KPMG Sued for $1 Billion Over New Century Meltdown

Two separate lawsuits were filed yesterday against Netherlands-based Big Four accounting giant, KPMG International, and its U.S. subsidiary, KPMG LLP, alleging that KPMG conducted “reckless and grossly negligent audits” that contributed to the collapse of top subprime lender New Century Financial in April 2007. If successful, these actions would mark the first time a Big Four accounting firm is held legally liable for the actions of its U.S. subsidiary.

According to the New York Times’ Deal Book Blog, the lawsuits were filed on behalf of a liquidating trust formed by New Century Debtors, and alleges that “KPMG failed in its public watchdog duty” and helped cover up “catastrophic” problems at New Century. New Century was the first major subprime lender to file for bankruptcy as a result of the housing downturn nearly two years ago, and is largely credited with triggering a wave of additional bankruptcies that turned the subprime mortgage crisis into a full-scale global credit crisis. At its peak, New Century was the second-largest subprime lender in the United States.

The two lawsuits, one filed in federal court in New York and the other in federal court in Los Angeles, target the parent company and the U.S. arm of KPMG separately. However, their allegations largely overlap. Though he hadn’t seen the complaints, KPMG spokesman Dan Ginsburg issued a statement saying:

KPMG acted in accordance with professional standards in New Century, and we will vigorously defend our audit work. Any implication that the collapse of New Century was related to accounting issues largely ignores the reality of the global credit crisis. This was a business failure, not an accounting issue.

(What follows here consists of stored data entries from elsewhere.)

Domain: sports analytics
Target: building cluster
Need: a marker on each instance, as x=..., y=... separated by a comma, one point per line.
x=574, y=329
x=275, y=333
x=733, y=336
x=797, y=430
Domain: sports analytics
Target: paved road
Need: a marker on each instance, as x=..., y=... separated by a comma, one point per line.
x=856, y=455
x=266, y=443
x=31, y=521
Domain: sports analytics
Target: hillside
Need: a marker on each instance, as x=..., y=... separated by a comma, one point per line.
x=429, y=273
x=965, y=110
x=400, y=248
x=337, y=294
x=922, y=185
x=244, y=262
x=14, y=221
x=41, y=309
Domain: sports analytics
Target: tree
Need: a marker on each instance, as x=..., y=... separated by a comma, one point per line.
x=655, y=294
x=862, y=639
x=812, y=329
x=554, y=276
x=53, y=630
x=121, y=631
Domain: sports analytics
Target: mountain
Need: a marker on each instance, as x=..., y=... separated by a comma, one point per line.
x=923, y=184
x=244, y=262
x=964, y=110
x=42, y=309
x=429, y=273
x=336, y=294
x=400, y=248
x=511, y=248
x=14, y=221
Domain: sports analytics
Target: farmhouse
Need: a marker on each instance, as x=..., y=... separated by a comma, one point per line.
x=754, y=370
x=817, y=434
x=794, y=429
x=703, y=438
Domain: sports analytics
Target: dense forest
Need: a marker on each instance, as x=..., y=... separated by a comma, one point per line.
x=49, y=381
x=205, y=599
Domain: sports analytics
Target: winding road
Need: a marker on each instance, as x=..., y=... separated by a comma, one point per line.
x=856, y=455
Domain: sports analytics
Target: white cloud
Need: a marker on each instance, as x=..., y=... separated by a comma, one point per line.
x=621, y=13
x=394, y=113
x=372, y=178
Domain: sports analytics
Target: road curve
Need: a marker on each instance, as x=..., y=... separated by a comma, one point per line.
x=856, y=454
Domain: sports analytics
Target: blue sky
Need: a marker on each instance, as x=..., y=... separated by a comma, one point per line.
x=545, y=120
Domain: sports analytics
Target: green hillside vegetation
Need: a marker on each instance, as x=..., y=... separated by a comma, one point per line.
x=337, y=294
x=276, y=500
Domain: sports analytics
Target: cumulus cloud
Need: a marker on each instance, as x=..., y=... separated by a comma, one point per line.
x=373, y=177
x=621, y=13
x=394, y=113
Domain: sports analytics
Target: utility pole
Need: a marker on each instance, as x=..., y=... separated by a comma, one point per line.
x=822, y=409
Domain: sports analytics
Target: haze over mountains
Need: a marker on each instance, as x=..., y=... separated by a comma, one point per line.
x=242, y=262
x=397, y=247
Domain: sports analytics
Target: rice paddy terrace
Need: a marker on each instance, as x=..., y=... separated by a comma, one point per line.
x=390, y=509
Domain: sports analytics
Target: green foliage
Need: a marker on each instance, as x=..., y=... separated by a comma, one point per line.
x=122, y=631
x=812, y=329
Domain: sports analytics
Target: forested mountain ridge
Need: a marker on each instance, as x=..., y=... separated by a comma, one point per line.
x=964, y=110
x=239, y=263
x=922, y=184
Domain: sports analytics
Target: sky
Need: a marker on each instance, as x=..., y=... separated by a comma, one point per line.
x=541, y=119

However, the lawsuits cite emails that allegedly show that specialists within KPMG tried to point out errors in New Century’s financial statements but, as we have seen so often in the shakeout from this crisis, higher-ups in the company silenced these objections in an attempt to protect business relationships. And while it is almost certainly true that, had KPMG spoken out about these errors, New Century would have found itself a new auditor that would have gone along with its shenanigans, that loss of business would have been orders of magnitude smaller than the liability KPMG faces in these actions. If KPMG is held liable, it will mean that major financial players will no longer be able to hide behind “group-think” and an “everyone else is doing it” justification to blindly pursue financial gain, whatever the cost to others. And ultimately, realigning incentives so that actors do the “right” thing is one of the most important functions of the law.